Great Lakes Coast Guard chief is Ohio native


CLEVELAND (AP) — Coast Guard admiral Peter Neffenger was expecting to finish an adventurous sailing career at a desk in Washington, D.C.

Then his superiors informed the Northeast Ohio native he’d won a post he long thought was out of reach: top Coast Guard official overseeing the Great Lakes.

Neffenger, 53, who grew up near Elyria, has been named commander of the Cleveland-based Ninth Coast Guard District.

Neffenger leads a far-flung corps known as the Guardians of the Great Lakes watching over the nation’s biggest community of boaters.

His responsibility includes the five Great Lakes and the St. Lawrence Seaway, encompassing 6,700 miles of shoreline and 1,500 miles of international border.

His command stretches from the locks at Massena, N.Y., to the boundary waters of Minnesota.

“It’s a wonderful way to come back because I get to see all of the Great Lakes now. I get to see the Great Lakes I never knew as a child,” Neffenger said.

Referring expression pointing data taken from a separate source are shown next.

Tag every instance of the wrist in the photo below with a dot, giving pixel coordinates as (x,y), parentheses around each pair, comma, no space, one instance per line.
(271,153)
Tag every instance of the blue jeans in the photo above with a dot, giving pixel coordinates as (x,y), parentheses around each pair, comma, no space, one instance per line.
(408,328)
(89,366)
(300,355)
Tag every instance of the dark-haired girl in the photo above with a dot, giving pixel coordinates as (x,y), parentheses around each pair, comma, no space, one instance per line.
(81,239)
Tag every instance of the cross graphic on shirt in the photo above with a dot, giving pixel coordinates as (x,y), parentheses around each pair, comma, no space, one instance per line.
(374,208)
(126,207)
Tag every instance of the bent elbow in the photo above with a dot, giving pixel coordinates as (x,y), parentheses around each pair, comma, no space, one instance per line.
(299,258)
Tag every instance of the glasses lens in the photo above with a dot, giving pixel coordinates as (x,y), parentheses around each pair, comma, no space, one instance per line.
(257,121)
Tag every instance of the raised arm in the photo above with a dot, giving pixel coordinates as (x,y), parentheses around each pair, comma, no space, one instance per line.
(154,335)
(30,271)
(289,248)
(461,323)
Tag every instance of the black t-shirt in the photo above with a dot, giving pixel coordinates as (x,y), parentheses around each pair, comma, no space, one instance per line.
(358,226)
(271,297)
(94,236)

The future admiral swam off a Lake Erie beach and learned to sail out of a Lorain marina. But he credits books for inspiring him to think about the ocean, including Rudyard Kipling’s “Captains Courageous” and Patrick O’Brian’s “Master and Commander.”

“I read everything,” Neffenger said. “I had this romantic vision of going to sea.”

He started his Coast Guard career aboard the cutter Gallatin enforcing maritime and fishing laws on the North Atlantic. By day, he boarded swordfish boats. At night, he stood on deck and stared at a moonlit sea.

His cutter also intercepted Haitian refugees sailing for Florida, plucking people from “horribly unsafe boats” and taking them back to Haiti.

For four years, Neffenger was the Coast Guard’s lone representative to American Samoa, designing the island’s first search-and-rescue corps.

He also commanded the ports of San Francisco and Los Angeles before being called back to Washington in 2006 to design the Coast Guard’s $9 billion budget. It’s where he thought his career might conclude before getting the word about his new job.

His Great Lakes corps of nearly 8,000 men and women staff more boat stations, 47, than any other Coast Guard district. They watch over nearly 5 million registered boaters.

They also inspect ships, set buoys, tend lighthouses, break ice, arrest smugglers, clean oil spills, pull drunk boaters off the breakwall and search for missing fishermen.